Projection mapping technology keeps the focus of Dark Arts on Universal Studios’ Hogwarts replica, displaying scary imagery across the castle’s face with startling realism. Using immersive soundscaping, the show also features the narration of Dumbledore and Voldemort, who bring the central storyline of Dark Arts to life.

For the big finale, drones sweep in to create an awe-inspiring — and extremely timely — stag Patronus to the side of the castle, ready to save what remains of the School of Witchcraft and Wizardry. 

(A note for fans eager to see this particular aspect of the show: Be sure to stand further away from the castle, closer to Hogsmeade, rather than crowding in on Hogwarts’ right side.
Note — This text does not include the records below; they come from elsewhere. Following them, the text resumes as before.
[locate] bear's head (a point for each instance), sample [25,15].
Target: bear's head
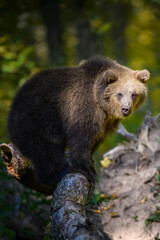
[120,90]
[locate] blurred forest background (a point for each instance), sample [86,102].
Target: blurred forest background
[39,34]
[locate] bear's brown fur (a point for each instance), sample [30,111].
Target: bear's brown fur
[73,108]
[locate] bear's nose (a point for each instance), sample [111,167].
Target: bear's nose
[125,111]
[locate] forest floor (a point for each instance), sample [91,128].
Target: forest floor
[134,212]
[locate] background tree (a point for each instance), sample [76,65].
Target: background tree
[38,34]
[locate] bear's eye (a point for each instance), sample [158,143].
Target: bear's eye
[119,95]
[133,95]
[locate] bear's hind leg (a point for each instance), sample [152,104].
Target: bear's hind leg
[50,163]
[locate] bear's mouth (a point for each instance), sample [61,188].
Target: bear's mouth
[125,111]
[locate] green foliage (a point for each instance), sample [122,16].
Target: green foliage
[127,31]
[155,217]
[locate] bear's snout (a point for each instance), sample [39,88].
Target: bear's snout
[125,111]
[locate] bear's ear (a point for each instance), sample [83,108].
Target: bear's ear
[143,75]
[109,77]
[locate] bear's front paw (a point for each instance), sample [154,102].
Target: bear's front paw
[88,172]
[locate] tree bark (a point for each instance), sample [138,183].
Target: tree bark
[70,197]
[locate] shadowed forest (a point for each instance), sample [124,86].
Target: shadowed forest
[39,34]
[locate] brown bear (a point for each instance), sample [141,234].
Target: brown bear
[72,108]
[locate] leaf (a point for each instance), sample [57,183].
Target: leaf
[105,162]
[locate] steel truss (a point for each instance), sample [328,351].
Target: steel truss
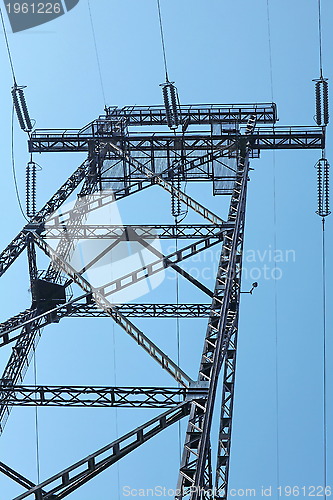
[127,397]
[127,163]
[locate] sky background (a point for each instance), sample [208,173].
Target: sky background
[218,52]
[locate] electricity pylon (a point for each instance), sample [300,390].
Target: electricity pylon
[121,163]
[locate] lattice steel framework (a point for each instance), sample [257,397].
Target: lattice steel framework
[122,162]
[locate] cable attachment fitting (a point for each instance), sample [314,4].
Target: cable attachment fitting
[321,92]
[322,167]
[171,104]
[21,108]
[31,172]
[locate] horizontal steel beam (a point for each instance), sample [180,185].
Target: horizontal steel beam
[29,319]
[171,231]
[261,138]
[129,397]
[196,114]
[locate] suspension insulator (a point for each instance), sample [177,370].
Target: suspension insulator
[18,110]
[170,98]
[322,167]
[321,92]
[325,102]
[21,109]
[174,103]
[168,111]
[31,189]
[176,208]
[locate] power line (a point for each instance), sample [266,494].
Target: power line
[36,422]
[320,39]
[277,401]
[324,354]
[97,54]
[7,45]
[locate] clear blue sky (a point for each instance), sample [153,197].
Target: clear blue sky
[217,53]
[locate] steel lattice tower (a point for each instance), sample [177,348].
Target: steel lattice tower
[127,161]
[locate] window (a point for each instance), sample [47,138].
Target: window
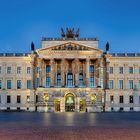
[8,70]
[0,84]
[70,80]
[120,70]
[18,84]
[58,80]
[48,69]
[9,84]
[18,99]
[28,99]
[120,84]
[8,99]
[18,70]
[48,82]
[92,69]
[111,98]
[28,70]
[111,84]
[111,70]
[91,81]
[130,70]
[121,99]
[131,99]
[130,84]
[37,82]
[29,84]
[81,81]
[0,69]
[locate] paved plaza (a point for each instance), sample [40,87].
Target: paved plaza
[69,126]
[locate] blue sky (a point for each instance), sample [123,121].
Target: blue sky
[116,21]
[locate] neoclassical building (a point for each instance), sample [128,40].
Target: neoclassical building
[70,74]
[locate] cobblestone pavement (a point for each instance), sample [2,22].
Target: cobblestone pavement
[69,126]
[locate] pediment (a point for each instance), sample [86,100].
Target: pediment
[70,46]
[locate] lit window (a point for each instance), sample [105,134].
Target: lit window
[18,70]
[81,80]
[111,98]
[48,82]
[18,99]
[28,70]
[8,70]
[120,70]
[130,70]
[0,84]
[92,69]
[48,69]
[121,99]
[120,84]
[18,84]
[91,81]
[29,84]
[9,84]
[111,84]
[131,99]
[58,80]
[111,70]
[130,84]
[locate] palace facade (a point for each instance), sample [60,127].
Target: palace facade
[70,74]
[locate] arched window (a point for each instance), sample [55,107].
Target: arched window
[81,81]
[70,80]
[48,68]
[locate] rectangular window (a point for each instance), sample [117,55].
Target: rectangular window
[28,99]
[92,69]
[120,70]
[28,70]
[18,84]
[130,84]
[58,80]
[48,68]
[9,84]
[0,69]
[120,84]
[111,99]
[121,99]
[111,84]
[8,99]
[130,70]
[9,70]
[18,99]
[111,70]
[0,84]
[131,99]
[48,82]
[29,84]
[91,81]
[18,70]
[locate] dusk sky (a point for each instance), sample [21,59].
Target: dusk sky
[116,21]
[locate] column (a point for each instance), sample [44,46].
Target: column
[76,72]
[52,73]
[87,72]
[63,72]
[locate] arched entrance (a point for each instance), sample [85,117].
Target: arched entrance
[57,105]
[69,102]
[82,105]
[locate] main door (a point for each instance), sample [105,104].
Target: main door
[69,103]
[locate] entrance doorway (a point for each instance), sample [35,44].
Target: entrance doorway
[69,103]
[57,105]
[82,105]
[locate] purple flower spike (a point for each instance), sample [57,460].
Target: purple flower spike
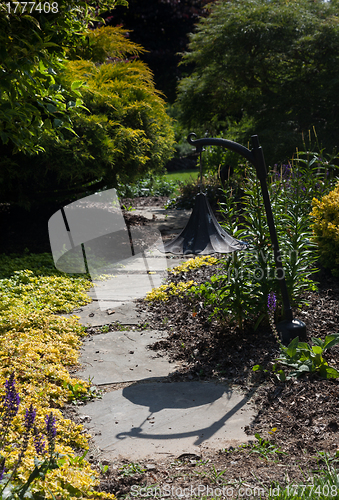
[29,418]
[271,302]
[2,469]
[11,400]
[50,425]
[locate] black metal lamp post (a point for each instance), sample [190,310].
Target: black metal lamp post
[289,327]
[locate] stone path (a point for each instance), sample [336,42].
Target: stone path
[149,416]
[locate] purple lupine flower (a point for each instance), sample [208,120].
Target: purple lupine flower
[29,418]
[271,302]
[39,443]
[2,469]
[11,400]
[50,425]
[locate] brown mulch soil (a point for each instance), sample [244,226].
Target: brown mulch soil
[303,411]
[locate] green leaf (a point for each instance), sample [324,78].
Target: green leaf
[317,349]
[51,108]
[292,347]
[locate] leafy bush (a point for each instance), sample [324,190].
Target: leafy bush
[255,66]
[303,358]
[325,216]
[39,346]
[123,131]
[239,292]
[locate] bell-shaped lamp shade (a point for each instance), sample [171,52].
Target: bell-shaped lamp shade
[202,234]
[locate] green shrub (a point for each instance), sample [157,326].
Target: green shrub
[325,215]
[239,291]
[123,130]
[189,189]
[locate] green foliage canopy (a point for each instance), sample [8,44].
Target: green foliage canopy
[265,67]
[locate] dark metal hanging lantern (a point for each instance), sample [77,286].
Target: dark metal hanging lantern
[202,234]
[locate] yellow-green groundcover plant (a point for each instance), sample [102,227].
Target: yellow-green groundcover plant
[38,346]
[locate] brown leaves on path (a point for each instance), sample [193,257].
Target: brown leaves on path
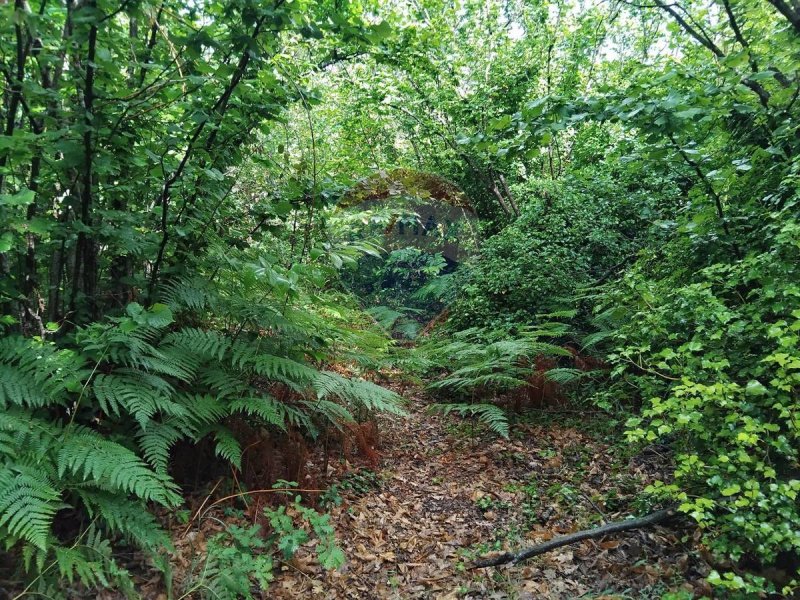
[446,497]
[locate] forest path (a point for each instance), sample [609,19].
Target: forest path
[443,496]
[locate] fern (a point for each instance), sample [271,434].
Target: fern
[28,503]
[264,407]
[227,446]
[88,455]
[490,415]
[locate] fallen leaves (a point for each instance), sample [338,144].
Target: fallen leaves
[444,500]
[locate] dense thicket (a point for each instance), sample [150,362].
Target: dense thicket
[177,224]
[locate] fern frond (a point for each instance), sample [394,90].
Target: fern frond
[87,455]
[265,408]
[202,342]
[156,441]
[359,392]
[564,376]
[28,503]
[131,520]
[490,415]
[227,446]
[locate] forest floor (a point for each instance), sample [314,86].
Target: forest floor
[445,494]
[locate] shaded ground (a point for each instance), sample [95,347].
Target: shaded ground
[444,494]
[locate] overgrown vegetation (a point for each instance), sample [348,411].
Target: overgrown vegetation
[211,236]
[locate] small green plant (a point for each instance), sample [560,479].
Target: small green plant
[290,527]
[237,560]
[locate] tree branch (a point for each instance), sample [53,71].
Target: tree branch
[615,527]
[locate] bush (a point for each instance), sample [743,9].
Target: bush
[716,358]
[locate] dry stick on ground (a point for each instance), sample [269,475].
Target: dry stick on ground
[514,558]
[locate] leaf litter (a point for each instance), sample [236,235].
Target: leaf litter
[447,495]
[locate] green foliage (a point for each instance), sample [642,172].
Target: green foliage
[90,428]
[478,364]
[569,236]
[235,561]
[490,415]
[715,354]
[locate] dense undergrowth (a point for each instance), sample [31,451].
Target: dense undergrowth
[221,222]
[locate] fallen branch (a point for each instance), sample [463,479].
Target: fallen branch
[625,525]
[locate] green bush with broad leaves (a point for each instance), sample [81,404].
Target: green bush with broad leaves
[716,357]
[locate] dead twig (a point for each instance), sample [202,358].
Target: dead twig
[615,527]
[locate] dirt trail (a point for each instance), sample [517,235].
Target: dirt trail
[442,496]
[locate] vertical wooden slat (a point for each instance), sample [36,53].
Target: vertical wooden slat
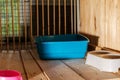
[31,22]
[7,25]
[48,6]
[12,9]
[59,16]
[37,7]
[0,30]
[25,25]
[71,16]
[54,17]
[19,30]
[75,17]
[65,16]
[43,31]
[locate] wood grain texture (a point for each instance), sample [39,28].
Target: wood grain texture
[56,70]
[19,29]
[25,23]
[43,31]
[0,31]
[13,35]
[11,60]
[101,18]
[89,72]
[7,32]
[37,7]
[32,69]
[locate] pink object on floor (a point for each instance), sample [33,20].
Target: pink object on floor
[10,75]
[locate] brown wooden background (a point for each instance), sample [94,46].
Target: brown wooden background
[101,18]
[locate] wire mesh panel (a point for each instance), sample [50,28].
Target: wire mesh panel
[23,20]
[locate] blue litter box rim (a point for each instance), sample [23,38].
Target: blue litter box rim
[37,38]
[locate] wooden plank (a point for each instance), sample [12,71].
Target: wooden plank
[71,1]
[31,17]
[7,33]
[89,72]
[43,31]
[11,60]
[19,30]
[75,6]
[55,69]
[32,69]
[12,9]
[37,7]
[0,30]
[54,16]
[25,24]
[59,11]
[48,8]
[65,16]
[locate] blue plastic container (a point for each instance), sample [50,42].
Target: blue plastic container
[62,46]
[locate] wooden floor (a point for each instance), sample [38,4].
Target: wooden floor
[32,68]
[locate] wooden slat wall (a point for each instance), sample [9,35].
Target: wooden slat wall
[101,18]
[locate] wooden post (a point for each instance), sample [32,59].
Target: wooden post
[65,16]
[59,6]
[0,30]
[75,31]
[71,1]
[12,11]
[19,30]
[7,25]
[48,6]
[25,24]
[37,7]
[43,31]
[54,17]
[31,22]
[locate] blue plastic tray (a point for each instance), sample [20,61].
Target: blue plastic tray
[62,46]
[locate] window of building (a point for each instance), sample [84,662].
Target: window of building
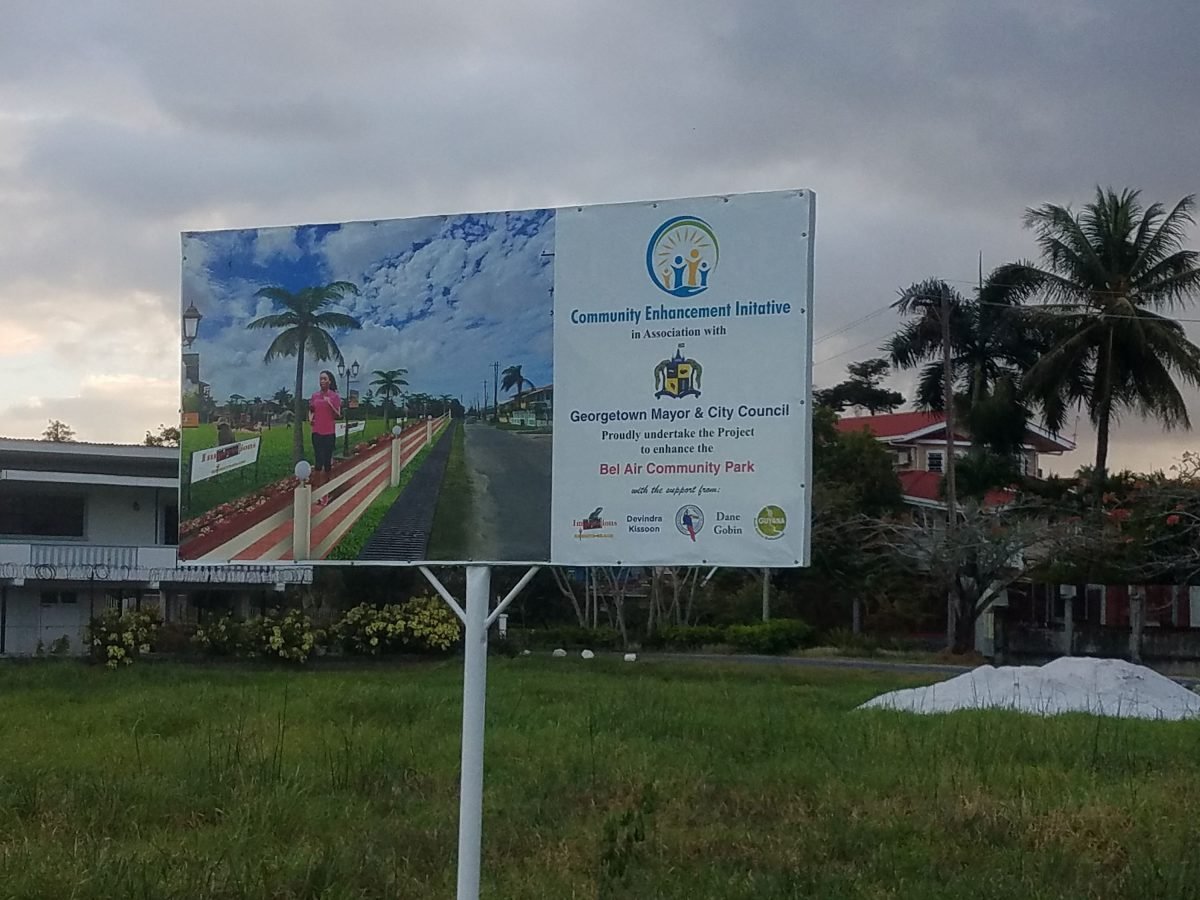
[55,598]
[39,516]
[171,525]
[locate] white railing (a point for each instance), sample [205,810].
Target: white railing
[83,555]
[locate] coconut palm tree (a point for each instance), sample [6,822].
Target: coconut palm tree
[991,347]
[390,382]
[511,377]
[305,330]
[1108,275]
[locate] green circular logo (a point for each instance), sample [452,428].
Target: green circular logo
[771,522]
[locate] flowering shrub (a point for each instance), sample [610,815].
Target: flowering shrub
[221,636]
[288,637]
[117,639]
[431,624]
[291,637]
[420,625]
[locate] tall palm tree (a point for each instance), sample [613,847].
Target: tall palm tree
[305,329]
[1108,275]
[511,377]
[390,382]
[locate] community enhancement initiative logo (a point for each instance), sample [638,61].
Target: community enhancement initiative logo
[690,520]
[682,256]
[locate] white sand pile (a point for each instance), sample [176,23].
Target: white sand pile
[1072,684]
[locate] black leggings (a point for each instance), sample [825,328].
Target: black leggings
[323,447]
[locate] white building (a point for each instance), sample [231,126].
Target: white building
[85,527]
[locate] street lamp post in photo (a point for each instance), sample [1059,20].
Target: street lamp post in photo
[348,375]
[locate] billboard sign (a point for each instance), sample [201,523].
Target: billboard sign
[226,457]
[617,384]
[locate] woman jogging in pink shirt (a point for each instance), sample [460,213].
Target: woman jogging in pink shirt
[325,408]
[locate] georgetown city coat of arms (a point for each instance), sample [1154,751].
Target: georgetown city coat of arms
[677,377]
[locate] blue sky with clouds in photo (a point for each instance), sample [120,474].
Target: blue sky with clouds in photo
[443,297]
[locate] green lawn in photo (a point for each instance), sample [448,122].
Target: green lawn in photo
[603,780]
[451,520]
[274,462]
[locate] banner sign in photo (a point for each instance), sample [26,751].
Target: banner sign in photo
[207,463]
[623,384]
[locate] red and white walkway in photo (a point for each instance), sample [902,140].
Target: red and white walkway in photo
[353,487]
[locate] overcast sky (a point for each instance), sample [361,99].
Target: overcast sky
[925,129]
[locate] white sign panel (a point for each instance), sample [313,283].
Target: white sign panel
[226,457]
[682,382]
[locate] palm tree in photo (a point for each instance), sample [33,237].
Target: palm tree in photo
[306,329]
[511,377]
[235,403]
[1108,275]
[390,382]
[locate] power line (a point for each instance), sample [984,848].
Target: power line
[851,349]
[851,324]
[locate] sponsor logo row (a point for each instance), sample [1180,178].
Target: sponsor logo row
[690,521]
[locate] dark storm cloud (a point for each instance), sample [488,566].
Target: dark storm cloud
[925,129]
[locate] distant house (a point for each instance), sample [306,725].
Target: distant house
[88,527]
[917,442]
[534,408]
[1033,621]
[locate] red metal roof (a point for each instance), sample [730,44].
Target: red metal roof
[928,486]
[892,426]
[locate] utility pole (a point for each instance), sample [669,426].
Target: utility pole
[952,514]
[948,402]
[496,391]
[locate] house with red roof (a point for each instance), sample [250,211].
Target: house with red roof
[918,443]
[1035,621]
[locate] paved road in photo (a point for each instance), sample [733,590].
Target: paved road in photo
[510,481]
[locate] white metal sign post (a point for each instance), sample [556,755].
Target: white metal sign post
[477,621]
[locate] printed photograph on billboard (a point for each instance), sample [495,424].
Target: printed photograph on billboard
[376,391]
[587,385]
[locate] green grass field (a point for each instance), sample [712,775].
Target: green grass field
[449,537]
[353,541]
[604,780]
[274,462]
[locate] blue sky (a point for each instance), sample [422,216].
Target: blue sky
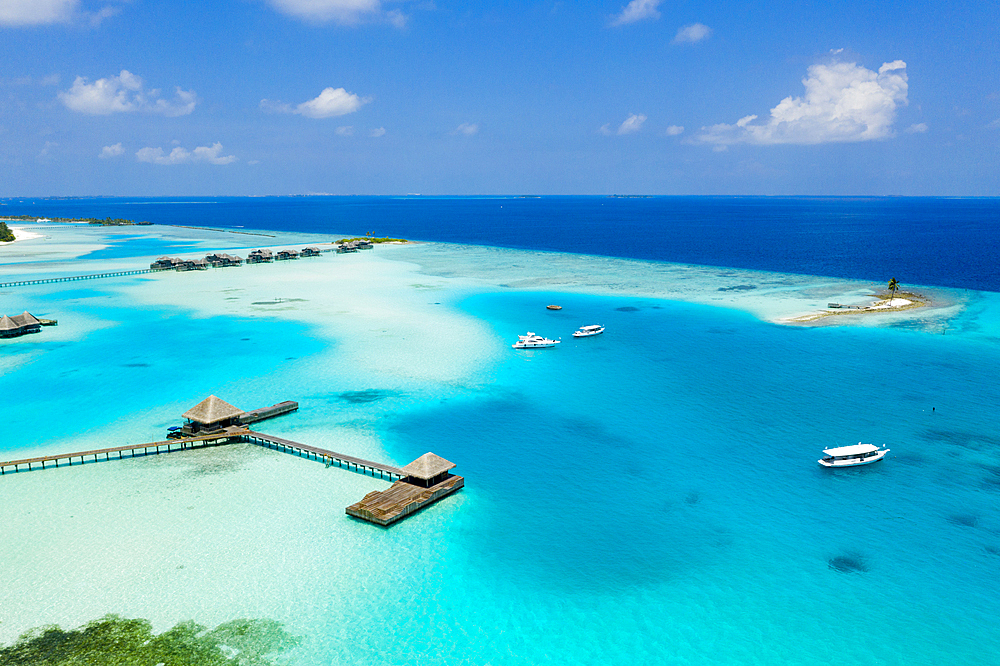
[250,97]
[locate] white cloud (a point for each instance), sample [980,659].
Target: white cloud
[693,33]
[330,103]
[36,12]
[183,156]
[345,12]
[631,125]
[111,151]
[124,94]
[637,10]
[46,153]
[843,102]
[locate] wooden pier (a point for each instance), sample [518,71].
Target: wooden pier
[322,455]
[134,451]
[74,278]
[215,422]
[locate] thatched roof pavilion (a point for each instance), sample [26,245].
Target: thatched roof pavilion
[212,413]
[427,470]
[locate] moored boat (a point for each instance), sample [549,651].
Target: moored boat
[587,331]
[851,456]
[533,341]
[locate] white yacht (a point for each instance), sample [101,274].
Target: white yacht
[587,331]
[849,456]
[533,341]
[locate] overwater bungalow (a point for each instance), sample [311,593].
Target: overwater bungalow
[222,260]
[163,264]
[427,480]
[260,257]
[18,325]
[210,415]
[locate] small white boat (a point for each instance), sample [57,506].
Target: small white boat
[533,341]
[587,331]
[850,456]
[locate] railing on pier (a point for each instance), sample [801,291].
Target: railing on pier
[323,455]
[150,448]
[232,434]
[73,278]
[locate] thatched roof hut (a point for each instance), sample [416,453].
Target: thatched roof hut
[212,410]
[427,470]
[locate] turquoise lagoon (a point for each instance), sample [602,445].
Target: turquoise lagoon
[647,496]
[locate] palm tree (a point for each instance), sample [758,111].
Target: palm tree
[893,286]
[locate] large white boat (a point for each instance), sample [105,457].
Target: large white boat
[533,341]
[850,456]
[587,331]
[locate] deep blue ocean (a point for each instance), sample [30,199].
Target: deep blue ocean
[918,240]
[648,496]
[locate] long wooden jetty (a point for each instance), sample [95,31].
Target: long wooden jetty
[73,278]
[323,455]
[148,448]
[214,422]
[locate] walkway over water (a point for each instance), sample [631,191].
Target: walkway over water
[228,436]
[73,278]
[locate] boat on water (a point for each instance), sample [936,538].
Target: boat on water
[851,456]
[533,341]
[587,331]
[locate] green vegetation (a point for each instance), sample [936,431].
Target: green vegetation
[123,642]
[106,222]
[372,239]
[893,286]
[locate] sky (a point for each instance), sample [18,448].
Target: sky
[273,97]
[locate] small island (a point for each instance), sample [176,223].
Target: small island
[892,300]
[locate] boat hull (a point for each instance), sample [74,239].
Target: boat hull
[853,462]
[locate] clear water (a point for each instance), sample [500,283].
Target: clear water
[646,496]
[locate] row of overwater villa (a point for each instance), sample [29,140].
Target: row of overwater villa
[223,260]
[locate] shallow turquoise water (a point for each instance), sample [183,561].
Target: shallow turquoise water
[647,496]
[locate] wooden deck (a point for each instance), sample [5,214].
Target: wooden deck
[385,507]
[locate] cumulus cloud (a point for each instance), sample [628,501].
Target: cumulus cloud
[631,125]
[637,10]
[36,12]
[109,152]
[124,94]
[843,102]
[330,103]
[690,34]
[180,155]
[344,12]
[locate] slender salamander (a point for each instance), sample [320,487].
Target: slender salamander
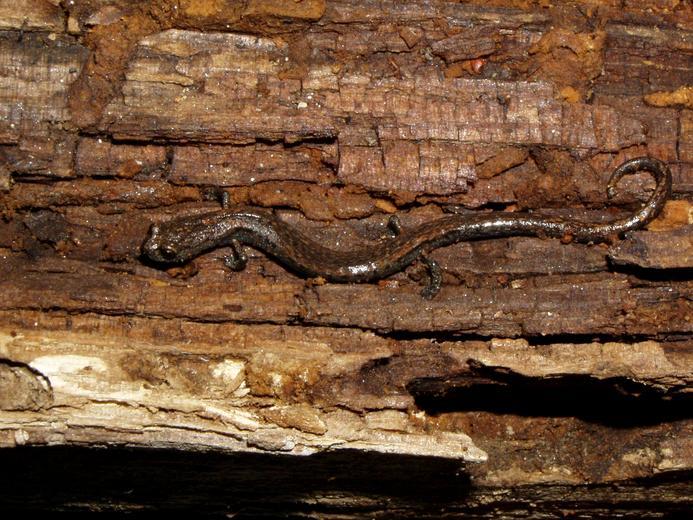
[184,238]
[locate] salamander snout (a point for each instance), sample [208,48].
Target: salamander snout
[156,250]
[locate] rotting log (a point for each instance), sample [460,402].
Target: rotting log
[546,378]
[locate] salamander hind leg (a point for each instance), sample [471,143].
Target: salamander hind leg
[435,277]
[237,260]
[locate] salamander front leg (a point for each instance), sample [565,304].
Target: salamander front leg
[435,277]
[237,260]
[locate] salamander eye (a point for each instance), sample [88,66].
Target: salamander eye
[168,252]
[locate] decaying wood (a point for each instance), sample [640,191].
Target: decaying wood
[547,377]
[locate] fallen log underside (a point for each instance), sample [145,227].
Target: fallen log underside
[547,378]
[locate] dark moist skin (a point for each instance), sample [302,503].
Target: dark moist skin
[184,238]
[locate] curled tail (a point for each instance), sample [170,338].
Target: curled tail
[646,213]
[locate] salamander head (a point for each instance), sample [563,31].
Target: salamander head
[159,249]
[179,240]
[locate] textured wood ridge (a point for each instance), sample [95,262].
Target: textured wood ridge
[547,377]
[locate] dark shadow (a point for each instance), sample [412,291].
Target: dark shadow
[613,401]
[242,485]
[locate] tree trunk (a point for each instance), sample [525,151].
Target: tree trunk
[547,377]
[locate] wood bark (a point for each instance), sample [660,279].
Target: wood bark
[546,378]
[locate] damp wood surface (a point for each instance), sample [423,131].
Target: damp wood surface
[547,377]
Audience members standing in front of the Flight of the Hippogriff ride will find themselves missing a big chunk of the Patronus and missing out the show’s overall effect.)

Want to catch Dark Arts at Hogwarts Castle now? Feel free to check out the footage below, but be aware that the show is far more compelling IRL — and with Butterbeer in-hand. 

Dark Arts at Hogwarts Castle is running at Universal Studios Hollywood April 13-28 and May 25-27. 

East Coast fans looking to check out the attraction can expect it to arrive at Universal Orlando Resort later this year.